OPERATIC SEAFARERS TURNED LANDLUBBERS

Santa Fe, NM—Did we see the Mother Lode country with its colorful miners living it up, maybe? Or the giant water sluices of Hoover Dam’s power plant?

Any guess about site or scenery is possible at “The Flying Dutchman,” an opera that composer Richard Wagner thought he wrote about seafarers. And about a curse, like a majority of the operas the first week of August here.

So once again (as in “Rusalka”), the revisionist decorators have struck with their zany brainstorms to torpedo—-hey, isn’t that sea-faring, sort of?—-a resplendent vocal outpouring. This was arguably the most memorable of the five-opera Santa Fe Opera season provided you were wearing blindfolds.

Robust male voices worthy of Wagner’s home-field stamping grounds enkindled the production led by bass-baritone Nicholas Brownlee in the title role, giving the entire cast the rock-solid foundation notes of the accursed sea captain. No less impressive was the other—dare I say it?—sea captain Daland, with baritone Morris Robinson, the catalyst to the Dutchman’s introduction to the fair Senta who might lift his curse via betrothal.

Especially adroit was the Senta of soprano Elza van der Heever, growing ever more powerful and compelling as the tragedy was unfolding.

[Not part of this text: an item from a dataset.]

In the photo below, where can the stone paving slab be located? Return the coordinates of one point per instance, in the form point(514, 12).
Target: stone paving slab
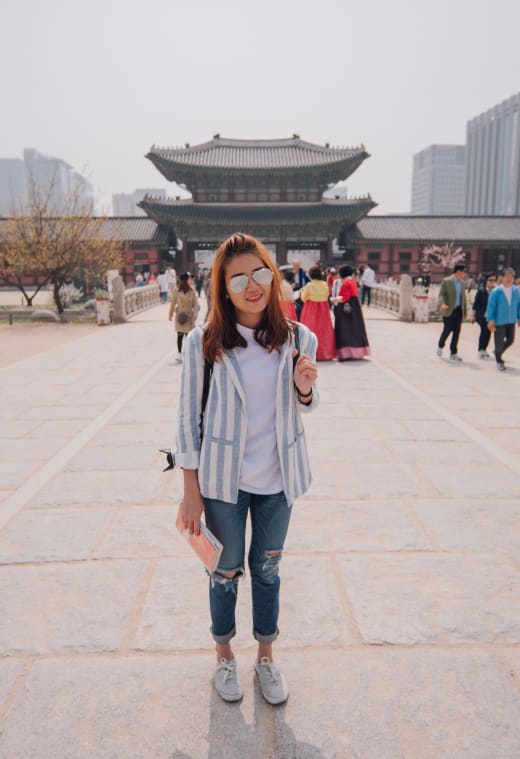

This made for an extra element of drama, pacing toward a formidable finale. She never got hoops to jump through, but she did have to clamber on and off a dining room table in a floor-length wedding dress—-clearly the feat of the week.

This most tuneful of all the Wagner operas ranging from tragico-dramatic to folklike sounds, brought out the pit orchestra under the young German Thomas Guggeis. The rafter-ringing opera chorus was at its best, even in carrying out the clumpy sailors’ dance.

Bad enough that the Dutchman wore a gaucho hat. The dead sailors of his ship looked more like J. Robert Oppenheimer clones than any Ahab-like crew.

Once this 68th season is past, and the work of Scenic Designer Paul Steinberg working with Director David Alden is laid to rest, perhaps future designers can actually read the scenario and stage directions? Sometimes, there’s good reason for telling it the way intended.

Other oddities: The Steersman got no wheel on the bridge to steer, and the village women’s act-two spinning wheels, all turning in time to the music, are banned as well in this reprise. I rather expected the ladies to be manipulating laptops.